Though I’m entering my 13th year as a mother, I
believe I began mothering the moment I discovered a life was growing inside me. Almost immediately, I started reading Heidi
Murkoff’s, “What to Expect When You’re Expecting”. Once the news of my pregnancy was out – the
floodgates of advice began pouring in from family, friends and sometimes even
strangers who wanted to weigh in on…what I should eat and how much weight I
should gain, the pros and cons of breastfeeding, co-sleeping versus letting
babies “cry it out”, the benefits of cloth diapers, which brand of baby
thermometer to trust and baby names to steer clear from. And, unlike those who mothered before me, I also
had the Internet to provide opinions from millions of “experts” across the
globe. Information is good, but
sometimes it’s just overwhelming and I think it may even play a role in the
rise in anxiety seen across our nation.
I vividly recall bursting into tears two weeks postpartum
when I realized I hadn’t yet started reading to my child.
“Have I screwed him up already?”
Thankfully my husband was close by to be my voice of reason.

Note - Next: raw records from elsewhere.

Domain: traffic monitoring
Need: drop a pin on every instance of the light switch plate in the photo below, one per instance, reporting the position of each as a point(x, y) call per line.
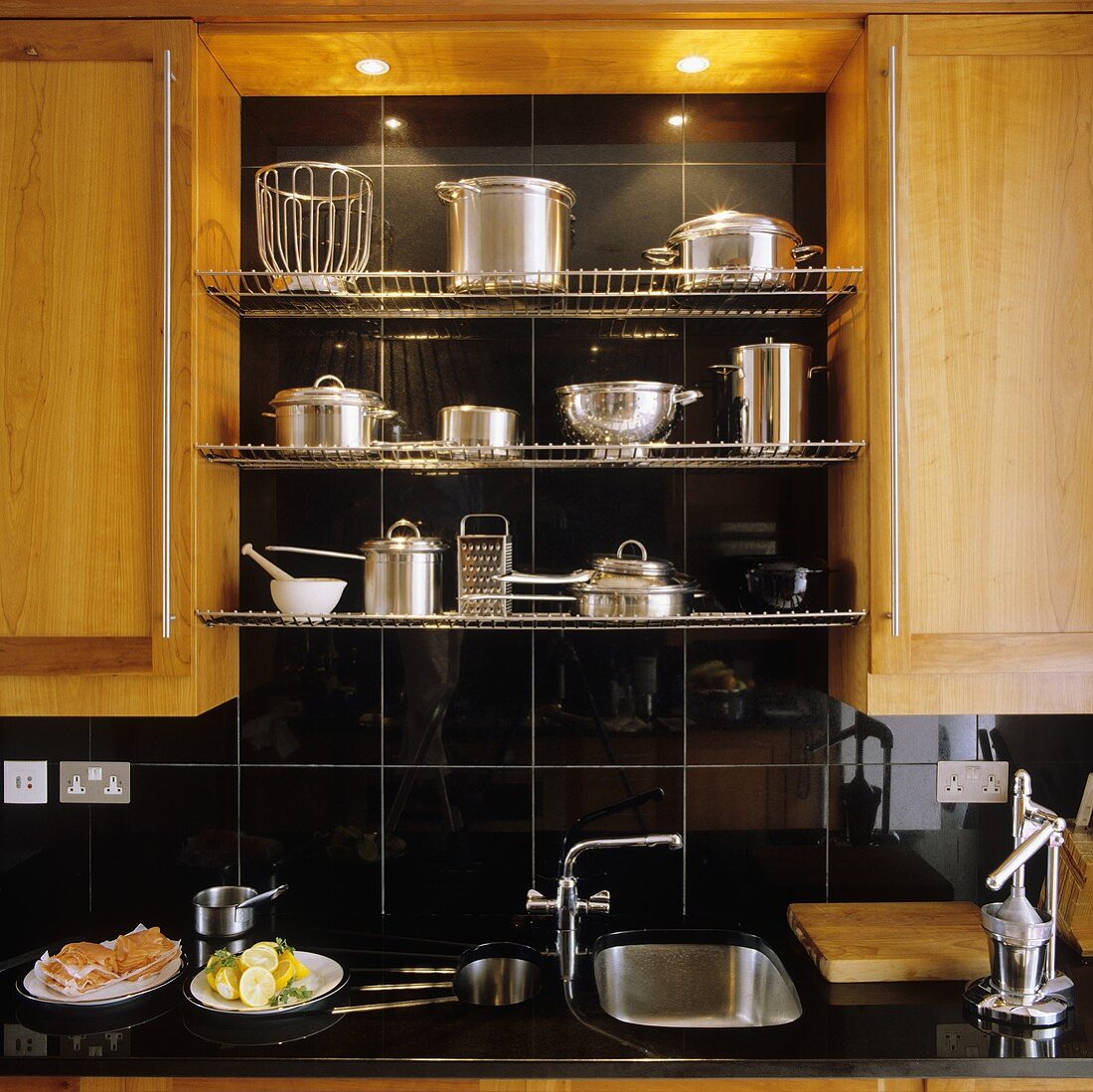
point(973, 782)
point(91, 782)
point(25, 783)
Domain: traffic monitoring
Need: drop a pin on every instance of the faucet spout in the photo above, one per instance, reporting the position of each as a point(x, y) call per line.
point(673, 841)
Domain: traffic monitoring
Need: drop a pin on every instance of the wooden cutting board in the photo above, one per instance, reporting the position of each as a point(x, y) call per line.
point(892, 941)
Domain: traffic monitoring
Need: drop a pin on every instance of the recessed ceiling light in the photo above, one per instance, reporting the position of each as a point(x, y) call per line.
point(692, 64)
point(372, 66)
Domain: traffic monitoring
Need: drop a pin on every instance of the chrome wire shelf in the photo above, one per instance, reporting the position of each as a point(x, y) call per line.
point(590, 293)
point(432, 456)
point(271, 620)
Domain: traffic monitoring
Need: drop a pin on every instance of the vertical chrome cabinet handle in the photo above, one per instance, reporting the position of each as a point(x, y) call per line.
point(165, 424)
point(894, 342)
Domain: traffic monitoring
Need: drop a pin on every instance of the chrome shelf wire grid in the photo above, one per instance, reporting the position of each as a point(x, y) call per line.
point(591, 293)
point(527, 621)
point(430, 456)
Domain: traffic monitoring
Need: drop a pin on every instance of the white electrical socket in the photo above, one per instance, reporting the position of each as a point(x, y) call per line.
point(94, 783)
point(25, 783)
point(973, 782)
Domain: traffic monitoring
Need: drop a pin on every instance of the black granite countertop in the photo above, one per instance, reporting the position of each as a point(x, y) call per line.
point(874, 1029)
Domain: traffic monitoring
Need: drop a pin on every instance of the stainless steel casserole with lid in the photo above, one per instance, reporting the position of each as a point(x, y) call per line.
point(509, 232)
point(328, 414)
point(402, 573)
point(620, 586)
point(745, 241)
point(621, 412)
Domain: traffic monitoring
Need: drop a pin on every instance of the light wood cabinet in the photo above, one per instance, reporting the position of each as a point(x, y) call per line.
point(968, 363)
point(95, 469)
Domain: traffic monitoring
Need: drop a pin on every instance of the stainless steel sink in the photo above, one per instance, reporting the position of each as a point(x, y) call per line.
point(693, 979)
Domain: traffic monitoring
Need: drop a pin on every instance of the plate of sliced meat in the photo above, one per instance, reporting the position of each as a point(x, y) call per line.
point(86, 973)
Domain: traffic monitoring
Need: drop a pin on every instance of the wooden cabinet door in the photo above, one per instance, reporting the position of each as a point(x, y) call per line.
point(96, 461)
point(983, 476)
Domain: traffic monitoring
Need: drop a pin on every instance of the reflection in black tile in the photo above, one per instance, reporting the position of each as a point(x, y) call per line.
point(210, 738)
point(177, 836)
point(326, 825)
point(608, 129)
point(478, 129)
point(462, 836)
point(609, 699)
point(457, 699)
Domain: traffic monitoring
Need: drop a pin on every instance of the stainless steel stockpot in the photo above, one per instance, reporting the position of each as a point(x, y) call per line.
point(402, 573)
point(764, 395)
point(509, 232)
point(477, 425)
point(744, 241)
point(621, 412)
point(328, 414)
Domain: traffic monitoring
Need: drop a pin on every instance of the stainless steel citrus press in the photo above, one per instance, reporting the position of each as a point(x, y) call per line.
point(1023, 986)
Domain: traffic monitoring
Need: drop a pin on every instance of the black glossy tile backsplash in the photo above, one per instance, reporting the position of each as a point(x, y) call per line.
point(402, 771)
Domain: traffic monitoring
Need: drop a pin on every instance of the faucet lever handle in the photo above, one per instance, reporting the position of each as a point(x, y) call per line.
point(539, 904)
point(600, 903)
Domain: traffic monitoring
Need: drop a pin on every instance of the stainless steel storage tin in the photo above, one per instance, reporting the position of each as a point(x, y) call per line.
point(768, 384)
point(477, 425)
point(328, 414)
point(509, 232)
point(483, 557)
point(733, 240)
point(402, 573)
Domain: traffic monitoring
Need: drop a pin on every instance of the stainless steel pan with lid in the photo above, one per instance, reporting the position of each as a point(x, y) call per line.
point(751, 247)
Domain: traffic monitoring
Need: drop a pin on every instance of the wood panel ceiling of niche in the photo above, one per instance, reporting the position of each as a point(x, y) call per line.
point(757, 56)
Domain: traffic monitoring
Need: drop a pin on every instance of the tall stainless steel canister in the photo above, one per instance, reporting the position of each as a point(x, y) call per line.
point(765, 396)
point(402, 573)
point(507, 232)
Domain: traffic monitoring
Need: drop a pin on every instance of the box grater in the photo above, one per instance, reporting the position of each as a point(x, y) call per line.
point(481, 558)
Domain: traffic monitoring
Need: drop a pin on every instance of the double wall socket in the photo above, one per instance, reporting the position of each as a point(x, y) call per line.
point(94, 783)
point(973, 782)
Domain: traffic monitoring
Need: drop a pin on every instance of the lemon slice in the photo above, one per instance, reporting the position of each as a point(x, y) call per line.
point(301, 970)
point(228, 983)
point(255, 987)
point(259, 956)
point(283, 973)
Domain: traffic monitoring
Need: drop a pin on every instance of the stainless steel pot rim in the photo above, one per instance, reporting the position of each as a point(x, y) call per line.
point(517, 183)
point(618, 386)
point(403, 544)
point(765, 345)
point(719, 223)
point(479, 408)
point(337, 394)
point(619, 564)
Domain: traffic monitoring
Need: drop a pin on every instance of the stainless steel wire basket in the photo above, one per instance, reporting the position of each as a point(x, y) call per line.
point(314, 219)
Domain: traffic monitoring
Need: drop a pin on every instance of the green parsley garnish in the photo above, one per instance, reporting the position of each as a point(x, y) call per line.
point(288, 995)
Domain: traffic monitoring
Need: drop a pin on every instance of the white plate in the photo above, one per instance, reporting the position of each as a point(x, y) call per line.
point(326, 976)
point(37, 991)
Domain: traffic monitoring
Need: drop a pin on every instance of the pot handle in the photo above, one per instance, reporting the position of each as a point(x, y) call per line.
point(804, 252)
point(641, 548)
point(686, 396)
point(660, 254)
point(402, 523)
point(581, 576)
point(318, 553)
point(450, 192)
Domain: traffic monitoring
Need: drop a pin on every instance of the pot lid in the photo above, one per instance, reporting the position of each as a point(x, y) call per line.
point(521, 184)
point(643, 565)
point(413, 543)
point(718, 223)
point(337, 393)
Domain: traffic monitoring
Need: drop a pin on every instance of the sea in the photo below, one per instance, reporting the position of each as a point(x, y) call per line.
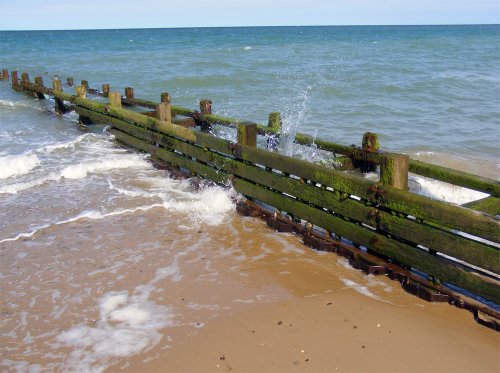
point(104, 257)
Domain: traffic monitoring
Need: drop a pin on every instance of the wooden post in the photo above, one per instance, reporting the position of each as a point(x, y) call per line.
point(129, 93)
point(247, 134)
point(81, 91)
point(369, 143)
point(275, 121)
point(163, 111)
point(105, 90)
point(25, 78)
point(15, 79)
point(115, 99)
point(39, 82)
point(394, 170)
point(165, 97)
point(59, 104)
point(85, 84)
point(205, 107)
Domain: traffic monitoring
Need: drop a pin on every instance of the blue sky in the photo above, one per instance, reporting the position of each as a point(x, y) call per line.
point(91, 14)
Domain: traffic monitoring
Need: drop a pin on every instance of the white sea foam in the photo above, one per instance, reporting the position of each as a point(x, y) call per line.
point(90, 214)
point(78, 171)
point(81, 170)
point(359, 288)
point(211, 205)
point(16, 165)
point(47, 149)
point(443, 191)
point(20, 104)
point(127, 325)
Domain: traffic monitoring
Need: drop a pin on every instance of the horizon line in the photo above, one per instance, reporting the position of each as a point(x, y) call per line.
point(250, 26)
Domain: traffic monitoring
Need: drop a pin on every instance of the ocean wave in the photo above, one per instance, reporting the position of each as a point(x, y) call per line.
point(21, 104)
point(89, 214)
point(50, 148)
point(442, 191)
point(78, 171)
point(127, 325)
point(16, 165)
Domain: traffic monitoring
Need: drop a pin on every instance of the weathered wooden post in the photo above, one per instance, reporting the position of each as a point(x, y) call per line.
point(81, 91)
point(15, 78)
point(39, 82)
point(369, 143)
point(394, 170)
point(59, 104)
point(25, 78)
point(247, 134)
point(85, 84)
point(205, 106)
point(129, 93)
point(275, 121)
point(115, 99)
point(105, 90)
point(165, 97)
point(163, 110)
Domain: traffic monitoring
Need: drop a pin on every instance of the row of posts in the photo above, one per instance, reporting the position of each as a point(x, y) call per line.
point(393, 167)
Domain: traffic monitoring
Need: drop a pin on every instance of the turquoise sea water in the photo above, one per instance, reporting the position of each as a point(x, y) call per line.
point(422, 88)
point(99, 249)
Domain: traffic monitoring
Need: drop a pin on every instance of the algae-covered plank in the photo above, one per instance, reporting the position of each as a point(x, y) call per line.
point(401, 201)
point(171, 157)
point(459, 247)
point(489, 205)
point(404, 254)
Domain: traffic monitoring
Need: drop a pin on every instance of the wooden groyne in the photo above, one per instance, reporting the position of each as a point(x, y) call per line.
point(423, 243)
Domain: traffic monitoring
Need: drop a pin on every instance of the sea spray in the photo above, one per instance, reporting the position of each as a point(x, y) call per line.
point(294, 117)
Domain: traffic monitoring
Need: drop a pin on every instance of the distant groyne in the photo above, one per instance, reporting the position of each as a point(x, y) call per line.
point(380, 226)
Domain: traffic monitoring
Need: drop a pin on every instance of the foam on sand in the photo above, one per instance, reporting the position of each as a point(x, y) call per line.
point(16, 165)
point(443, 191)
point(126, 326)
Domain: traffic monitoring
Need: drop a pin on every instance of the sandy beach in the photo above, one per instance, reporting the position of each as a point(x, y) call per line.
point(318, 323)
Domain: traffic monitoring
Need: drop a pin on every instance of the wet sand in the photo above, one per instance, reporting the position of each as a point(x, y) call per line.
point(323, 322)
point(337, 333)
point(139, 292)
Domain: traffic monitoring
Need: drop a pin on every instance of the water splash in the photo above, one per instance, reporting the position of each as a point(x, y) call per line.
point(294, 117)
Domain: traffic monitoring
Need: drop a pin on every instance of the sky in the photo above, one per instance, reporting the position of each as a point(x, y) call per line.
point(102, 14)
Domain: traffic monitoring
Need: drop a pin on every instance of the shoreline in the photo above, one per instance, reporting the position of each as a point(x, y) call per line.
point(335, 332)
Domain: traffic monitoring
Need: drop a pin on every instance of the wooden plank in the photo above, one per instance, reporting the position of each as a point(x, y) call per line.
point(489, 205)
point(171, 157)
point(407, 255)
point(418, 206)
point(401, 201)
point(461, 248)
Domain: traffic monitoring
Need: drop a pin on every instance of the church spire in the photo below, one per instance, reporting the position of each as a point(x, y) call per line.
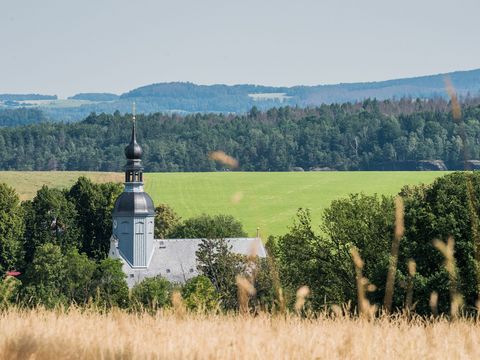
point(133, 153)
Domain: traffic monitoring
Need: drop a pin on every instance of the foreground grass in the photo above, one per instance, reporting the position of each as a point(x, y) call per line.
point(40, 334)
point(258, 199)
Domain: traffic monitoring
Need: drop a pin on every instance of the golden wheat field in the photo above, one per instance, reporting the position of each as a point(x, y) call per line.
point(76, 334)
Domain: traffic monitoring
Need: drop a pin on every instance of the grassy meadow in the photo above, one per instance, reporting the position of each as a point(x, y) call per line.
point(258, 199)
point(40, 334)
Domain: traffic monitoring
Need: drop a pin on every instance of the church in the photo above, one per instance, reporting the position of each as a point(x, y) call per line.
point(133, 241)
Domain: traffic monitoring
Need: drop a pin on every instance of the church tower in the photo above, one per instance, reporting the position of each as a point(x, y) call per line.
point(134, 212)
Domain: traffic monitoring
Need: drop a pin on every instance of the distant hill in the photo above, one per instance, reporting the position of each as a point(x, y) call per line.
point(185, 97)
point(94, 97)
point(22, 97)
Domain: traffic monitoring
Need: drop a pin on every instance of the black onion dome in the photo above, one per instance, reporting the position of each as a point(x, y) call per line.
point(133, 151)
point(134, 203)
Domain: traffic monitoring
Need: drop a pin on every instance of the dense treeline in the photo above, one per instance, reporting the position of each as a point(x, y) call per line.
point(59, 240)
point(22, 116)
point(370, 135)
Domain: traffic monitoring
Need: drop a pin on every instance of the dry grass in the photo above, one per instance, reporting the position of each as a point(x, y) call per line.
point(40, 334)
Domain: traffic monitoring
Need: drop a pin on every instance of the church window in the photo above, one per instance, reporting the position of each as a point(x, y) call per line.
point(139, 228)
point(124, 227)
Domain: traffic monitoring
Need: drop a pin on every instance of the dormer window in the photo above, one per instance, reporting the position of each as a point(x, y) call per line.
point(139, 228)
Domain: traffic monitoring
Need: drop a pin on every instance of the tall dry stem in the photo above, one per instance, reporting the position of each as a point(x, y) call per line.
point(448, 252)
point(434, 303)
point(245, 290)
point(412, 270)
point(179, 307)
point(302, 294)
point(364, 307)
point(392, 269)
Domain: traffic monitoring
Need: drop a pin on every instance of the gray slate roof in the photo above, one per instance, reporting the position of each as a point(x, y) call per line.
point(175, 259)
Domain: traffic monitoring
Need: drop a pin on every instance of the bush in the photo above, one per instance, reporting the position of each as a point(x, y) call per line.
point(152, 293)
point(199, 294)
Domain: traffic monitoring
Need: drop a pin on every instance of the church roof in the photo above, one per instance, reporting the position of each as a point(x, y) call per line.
point(176, 259)
point(134, 203)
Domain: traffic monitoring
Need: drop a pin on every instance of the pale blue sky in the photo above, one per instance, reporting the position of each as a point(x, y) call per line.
point(63, 47)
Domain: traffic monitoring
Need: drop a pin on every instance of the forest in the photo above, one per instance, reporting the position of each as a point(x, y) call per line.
point(371, 135)
point(53, 251)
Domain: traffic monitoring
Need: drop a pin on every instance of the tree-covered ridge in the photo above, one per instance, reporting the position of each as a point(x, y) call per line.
point(185, 97)
point(21, 116)
point(370, 135)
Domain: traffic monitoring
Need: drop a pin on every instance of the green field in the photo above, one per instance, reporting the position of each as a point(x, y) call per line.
point(265, 200)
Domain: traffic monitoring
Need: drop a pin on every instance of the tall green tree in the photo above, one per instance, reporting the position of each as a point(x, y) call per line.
point(216, 261)
point(94, 204)
point(166, 219)
point(151, 293)
point(449, 207)
point(45, 276)
point(12, 229)
point(109, 284)
point(50, 218)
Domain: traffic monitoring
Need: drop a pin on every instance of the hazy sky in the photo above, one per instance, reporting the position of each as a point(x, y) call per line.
point(63, 46)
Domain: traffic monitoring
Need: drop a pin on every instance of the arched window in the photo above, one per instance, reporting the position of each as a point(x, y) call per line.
point(139, 228)
point(124, 227)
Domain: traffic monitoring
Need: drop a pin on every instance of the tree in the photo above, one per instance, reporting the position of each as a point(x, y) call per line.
point(199, 294)
point(301, 260)
point(109, 284)
point(12, 229)
point(447, 208)
point(50, 218)
point(166, 219)
point(152, 293)
point(216, 261)
point(45, 277)
point(212, 227)
point(365, 222)
point(79, 271)
point(94, 204)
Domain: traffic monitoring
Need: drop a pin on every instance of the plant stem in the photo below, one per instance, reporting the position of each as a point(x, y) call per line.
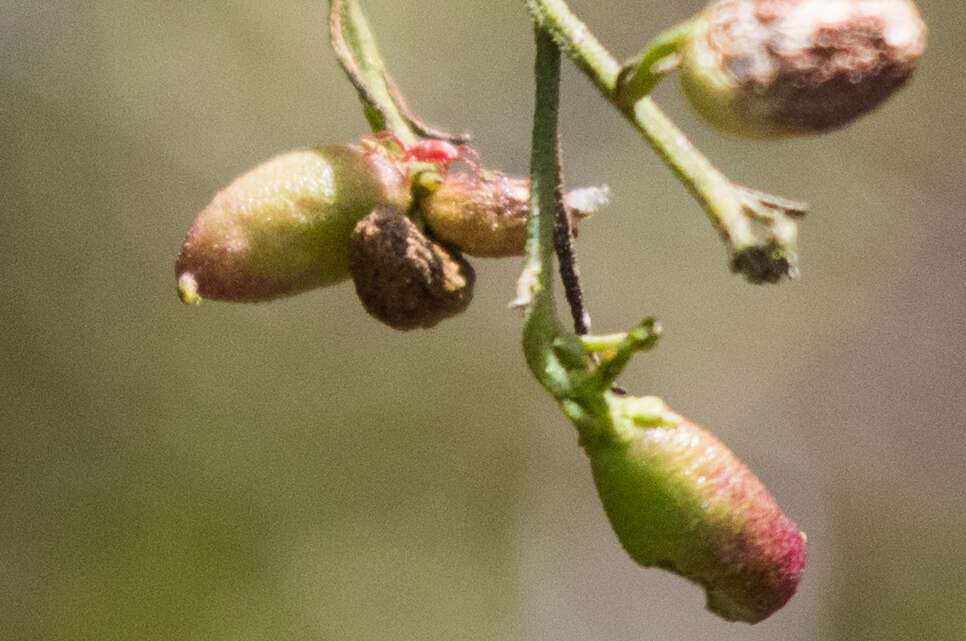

But, I didn’t always listen to him and sometimes let my fears of messing up (at
mothering) get the best of me. This was
especially true when mothering my son, who has developmental delays. When he was two years old, I nearly drove him
and myself crazy when I agreed to follow a strict “sensory diet” laid out by
his occupational and speech therapists. The
plan involved swinging him twice a day for 15 minutes, therapeutic listening
for 20 minutes – twice a day, brushing and joint compressions 12 times a day, food
desensitization therapy with charting – 3 times a day and more! I believed the
experts and was afraid of what the consequences would be if I missed out on
even one thing. But, as he grew…so did
my confidence and I realized I was an expert…at being his mother.
The best piece of advice I can give to new moms and those
overwhelmed in general – listen to your gut.
Mother’s intuition is no joke.
You are your child’s best advocate.
Mom guilt is not helpful. The
only thing moms are truly guilty of is wanting the very best for their child.